What is in your TBR pile currently?
I was lucky enough to be on a panel at Books of Wonder in New York recently and met all of these fabulous authors of middle grade fiction. I bought a signed copy (love those!) of each book and I plan to read them on the beach this summer! The list, in no particular order:
The Ninja Librarians (Downey)
The Tomb of Shadows (Lerangis)
We Hold These Truths (Clements)
Lantern Sam (Beil)
Space Rocks (O’Donnell) and
The Door (Marino).
What is/are your favorite indie bookstores and why?
The Dinosaur’s Paw in Newtown, Connecticut! It used to be in Fairfield and about twenty years ago I wandered in and met the owner … who just happened to be the wonderful Patricia Reilly Giff! She taught a writing workshop … it was amazing. Pat really helped me perfect the manuscript of Curtis Piperfield’s Biggest Fan which would become my first published YA novel. That wasn’t the only thing I got from that workshop—I found some wonderful writing buddies and we still meet for ‘writing group’ to this day!
If you could do a book tour with another author (living or dead) who would it be and why?
William Shakespeare. Talk about talent … and staying power! I love that he had such a sense of how we human beings operate. His characters are deliciously complex. And the language … amazing! Just being in the presence of that kind of genius would be a thrill.
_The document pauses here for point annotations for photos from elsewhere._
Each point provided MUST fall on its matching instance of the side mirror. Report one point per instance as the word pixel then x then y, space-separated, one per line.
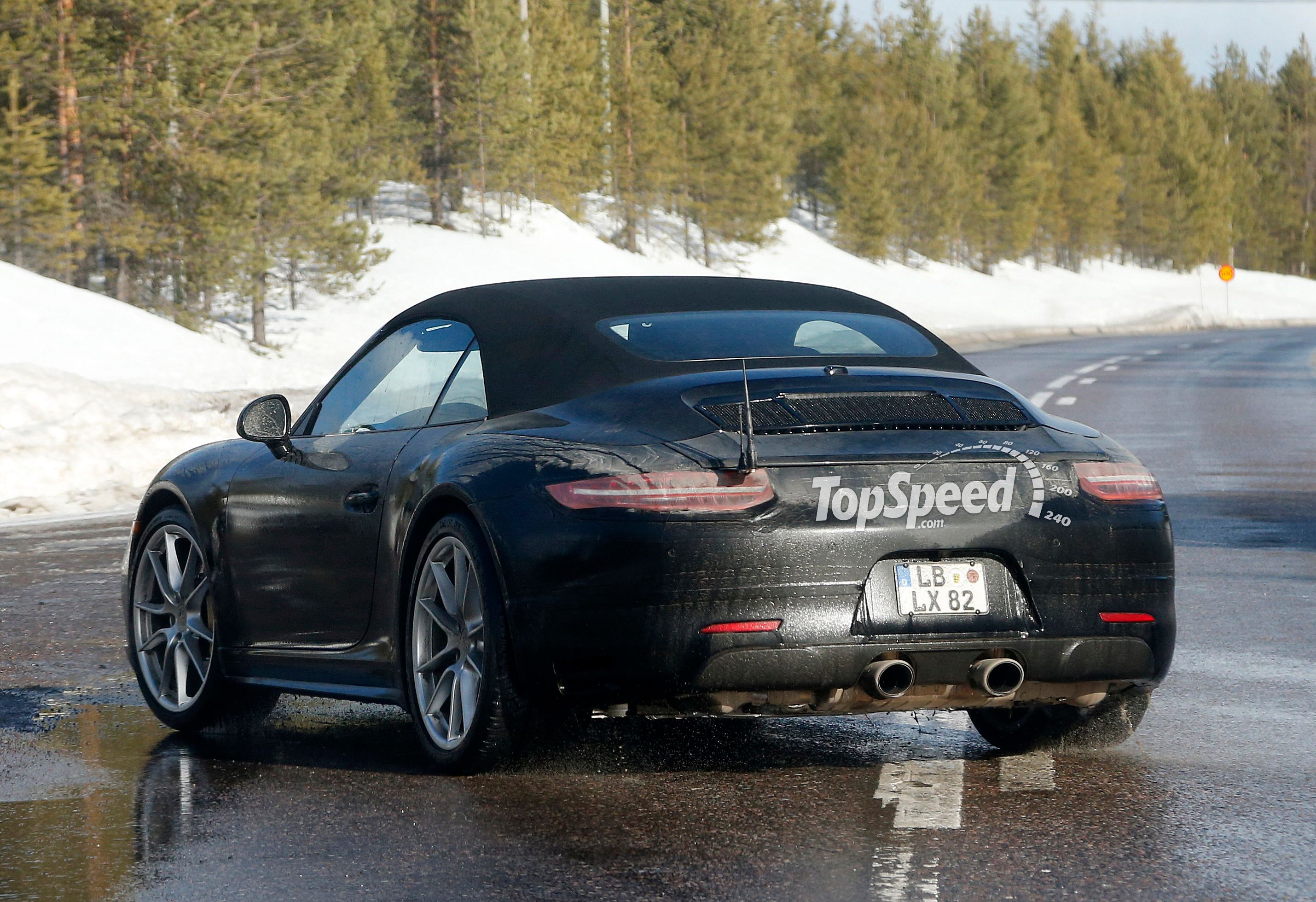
pixel 267 419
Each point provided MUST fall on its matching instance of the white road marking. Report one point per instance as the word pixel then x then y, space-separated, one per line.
pixel 893 869
pixel 927 794
pixel 1024 774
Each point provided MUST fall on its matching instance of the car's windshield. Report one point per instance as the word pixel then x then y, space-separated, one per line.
pixel 752 333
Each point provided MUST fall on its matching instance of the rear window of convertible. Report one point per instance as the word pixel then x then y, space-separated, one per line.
pixel 748 333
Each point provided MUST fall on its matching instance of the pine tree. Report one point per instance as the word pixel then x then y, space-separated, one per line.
pixel 815 48
pixel 1295 91
pixel 491 107
pixel 1079 210
pixel 860 181
pixel 928 185
pixel 1261 204
pixel 649 140
pixel 36 215
pixel 1177 183
pixel 728 93
pixel 566 103
pixel 1001 124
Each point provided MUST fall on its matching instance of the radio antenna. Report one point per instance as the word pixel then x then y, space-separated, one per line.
pixel 749 457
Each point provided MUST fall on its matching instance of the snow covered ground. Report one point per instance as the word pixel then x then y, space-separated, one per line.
pixel 97 396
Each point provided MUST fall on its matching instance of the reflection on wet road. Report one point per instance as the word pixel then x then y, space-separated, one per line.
pixel 1211 800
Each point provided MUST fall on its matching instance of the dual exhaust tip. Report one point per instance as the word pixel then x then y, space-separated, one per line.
pixel 995 676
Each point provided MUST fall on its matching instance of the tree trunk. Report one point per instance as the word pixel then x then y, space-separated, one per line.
pixel 258 308
pixel 627 186
pixel 124 281
pixel 436 116
pixel 66 111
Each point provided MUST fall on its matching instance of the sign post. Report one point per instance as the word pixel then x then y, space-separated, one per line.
pixel 1227 277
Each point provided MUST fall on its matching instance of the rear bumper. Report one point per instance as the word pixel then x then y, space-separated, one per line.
pixel 610 609
pixel 1045 660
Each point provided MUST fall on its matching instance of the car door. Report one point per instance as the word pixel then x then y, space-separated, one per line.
pixel 303 529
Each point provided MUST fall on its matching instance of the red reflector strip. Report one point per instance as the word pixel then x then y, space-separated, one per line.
pixel 1125 617
pixel 1118 483
pixel 744 626
pixel 681 490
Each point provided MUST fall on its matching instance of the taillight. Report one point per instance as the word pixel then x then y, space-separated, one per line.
pixel 678 490
pixel 1125 617
pixel 1118 483
pixel 742 626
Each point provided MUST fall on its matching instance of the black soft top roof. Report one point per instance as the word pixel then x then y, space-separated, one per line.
pixel 540 344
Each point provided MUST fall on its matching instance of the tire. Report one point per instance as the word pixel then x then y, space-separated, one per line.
pixel 456 653
pixel 169 615
pixel 1064 727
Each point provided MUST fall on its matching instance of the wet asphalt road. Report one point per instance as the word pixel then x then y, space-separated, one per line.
pixel 1214 798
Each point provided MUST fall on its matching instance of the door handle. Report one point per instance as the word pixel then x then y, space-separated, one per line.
pixel 364 500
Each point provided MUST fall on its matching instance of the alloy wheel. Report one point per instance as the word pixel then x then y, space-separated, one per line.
pixel 173 618
pixel 448 643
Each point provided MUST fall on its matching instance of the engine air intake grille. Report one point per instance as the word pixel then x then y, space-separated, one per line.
pixel 987 411
pixel 869 410
pixel 890 408
pixel 766 414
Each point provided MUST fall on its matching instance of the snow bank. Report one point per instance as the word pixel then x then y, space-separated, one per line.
pixel 95 396
pixel 52 324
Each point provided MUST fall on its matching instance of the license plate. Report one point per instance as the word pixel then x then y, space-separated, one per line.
pixel 945 588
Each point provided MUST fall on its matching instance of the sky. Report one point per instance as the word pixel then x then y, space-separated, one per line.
pixel 1199 27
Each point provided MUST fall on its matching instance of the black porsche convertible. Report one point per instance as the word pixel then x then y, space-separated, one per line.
pixel 656 497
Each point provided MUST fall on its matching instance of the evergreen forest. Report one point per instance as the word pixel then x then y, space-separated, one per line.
pixel 197 156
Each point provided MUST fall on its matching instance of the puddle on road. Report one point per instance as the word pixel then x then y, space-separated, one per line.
pixel 330 796
pixel 68 821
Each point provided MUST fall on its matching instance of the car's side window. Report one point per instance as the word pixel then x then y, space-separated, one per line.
pixel 396 384
pixel 464 399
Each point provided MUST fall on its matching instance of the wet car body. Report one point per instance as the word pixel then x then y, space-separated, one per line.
pixel 620 609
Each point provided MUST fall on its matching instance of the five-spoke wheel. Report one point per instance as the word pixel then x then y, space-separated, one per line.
pixel 173 621
pixel 172 633
pixel 448 642
pixel 468 713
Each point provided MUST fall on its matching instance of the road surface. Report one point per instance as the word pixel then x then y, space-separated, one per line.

What is the view from where you write?
My office is off my kitchen (convenient for frequent coffee re-fills). Our golden retrievers, Montague and Capulet (Monty and Cappy for short) hang out with me while I write. The window overlooks the backyard, which on spring mornings is like bunny-rabbit rush hour. And occasionally a black bear (yes … really!) ambles across the lawn. I write best when it’s raining. Why? No idea. I just do.
About Lisa Fiedler:
Lisa Fiedler is the author of several novels for children and young adults. She divides her time between Connecticut and the Rhode Island seashore, where she lives happily with her very patient husband, her brilliant and beloved daughter, and their two incredibly spoiled golden retrievers.